As i understand it, the sound for audience in the venue and monitors for artists was run locally by separate mixer. The audio backhauled to HQ was for the live broadcast.
Latency is 1ms for a round-trip through 100km of fiber (200km total).
I've recently been reading about T1 and E1 cables, which were used to transmit most calls inside and between telecom companies back in the day, and I was astonished that they transmitted data one sample at a time.
Unlike IP, those were synchronous, circuit-switched systems. You'd first use a signaling protocol (mostly SS7) to establish a call, reserving a particular timeslot on a particular link for it, and you'd then have an opportunity to transmit 8 bits of data on that timeslot 8000 times a second. There was no need for packet headers, as the timeslot you were transmitting on was enough to identify which call the byte belonged to.
Because all data from a single call always took the same path, and everything was very tightly synchronized, there was also no variability in latency.
This basically eliminated any need for buffers, which are the main cause of latency in digital systems.
> This basically eliminated any need for buffers, which are the main cause of latency in digital systems.

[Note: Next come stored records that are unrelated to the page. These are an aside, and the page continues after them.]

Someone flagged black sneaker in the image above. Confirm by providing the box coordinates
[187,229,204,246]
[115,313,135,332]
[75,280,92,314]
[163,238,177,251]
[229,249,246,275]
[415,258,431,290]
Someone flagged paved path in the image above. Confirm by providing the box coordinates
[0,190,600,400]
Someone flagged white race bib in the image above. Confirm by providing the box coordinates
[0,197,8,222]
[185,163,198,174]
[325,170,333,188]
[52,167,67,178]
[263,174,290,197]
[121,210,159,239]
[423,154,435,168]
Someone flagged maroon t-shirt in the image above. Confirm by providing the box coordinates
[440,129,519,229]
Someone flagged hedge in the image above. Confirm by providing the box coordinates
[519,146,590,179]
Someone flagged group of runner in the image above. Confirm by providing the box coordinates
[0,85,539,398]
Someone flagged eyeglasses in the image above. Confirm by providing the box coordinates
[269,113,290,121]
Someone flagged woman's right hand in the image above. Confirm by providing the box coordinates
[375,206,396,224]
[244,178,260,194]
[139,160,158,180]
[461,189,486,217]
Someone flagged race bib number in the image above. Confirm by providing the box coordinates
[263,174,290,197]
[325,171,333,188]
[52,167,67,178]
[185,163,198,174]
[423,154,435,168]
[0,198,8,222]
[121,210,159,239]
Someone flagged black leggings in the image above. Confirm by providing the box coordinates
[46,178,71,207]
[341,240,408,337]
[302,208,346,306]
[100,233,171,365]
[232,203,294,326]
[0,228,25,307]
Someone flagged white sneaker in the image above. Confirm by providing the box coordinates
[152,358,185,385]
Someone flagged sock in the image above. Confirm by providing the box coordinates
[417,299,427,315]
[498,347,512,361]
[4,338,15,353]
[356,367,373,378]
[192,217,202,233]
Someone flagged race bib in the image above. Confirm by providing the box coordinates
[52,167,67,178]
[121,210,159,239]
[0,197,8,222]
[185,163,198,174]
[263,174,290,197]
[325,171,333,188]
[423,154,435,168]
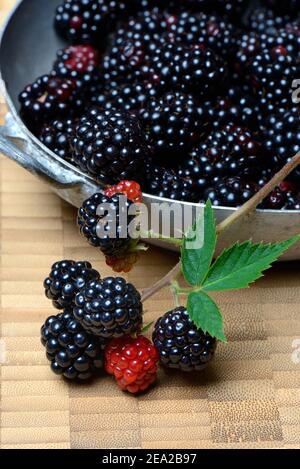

You still need a buffer at each switching point, because the timeslots on each cable aren't likely to line up. But the buffer for each channel only needs to be 2 samples wide in the worst case where the timeslots overlap and you need to send from the buffer while receiving into the buffer.
Given the timeframe when T1/E1 were developed, a more accurate perspective is not that buffers were eliminated, it's that they were never created.
Didnt GSM(2G) work same way with dedicated regular timeslots per call? I dont know about 3G, but 4G finally introduced and 5G cemented packetized voice data with Volte.
The interesting point wasn't the timeslots, but their size.
Yes, 2G has fixed time slots, but a slot is used for a lot longer than a single (half?) sample.
2g (and all other standards after it) use 20-millisecond frames.
It needs to send 8KHz audio at much lower bitrates (~14Kbps instead of 64Kbps), and you can't do that with raw PCM if you want decent quality. This means you need lossy compression and a codec, and those need far more than a single sample to work well.
CDMA was similar, not sure what their frame size was exactly, but it was somewhere in the vicinity.
> FTA: 11us is _unbelievably good_ digital latency, but with near unlimited length is actually a pretty good value proposition for Live Audio. There may be a niche demand for a product like this: slap in some SFP adapters, transmit a channel of digital audio over whatever medium you like.
Used to be you could get an PRI (ISDN/T1) phone line for this kind of work, but I think it's pretty doubtful that you can keep it end-to-end low latency PRI with modern telephony. You'd have to be ok with single channel 8-bit, 8k uLaw, but that's not that bad; you could probably orchestrate multiple calls for multiple channels. Someone is going to convert it to SIP with 20ms packets and there goes your latency.
- [deleted]
Dante network latency can go as low as 125us.
Is there a mode I'm unaware of? I've never had Dante latency that low, let alone that predictable. 1ms-2ms is average with occasional spikes in my experience, and the more complex the network setup the worse it gets.
That in aes67 mode?
I don’t dabble much in low latency audio but from what I remember Dante tended to be about 1ms?
AES67 mode is unfortunately limited to 1ms or higher.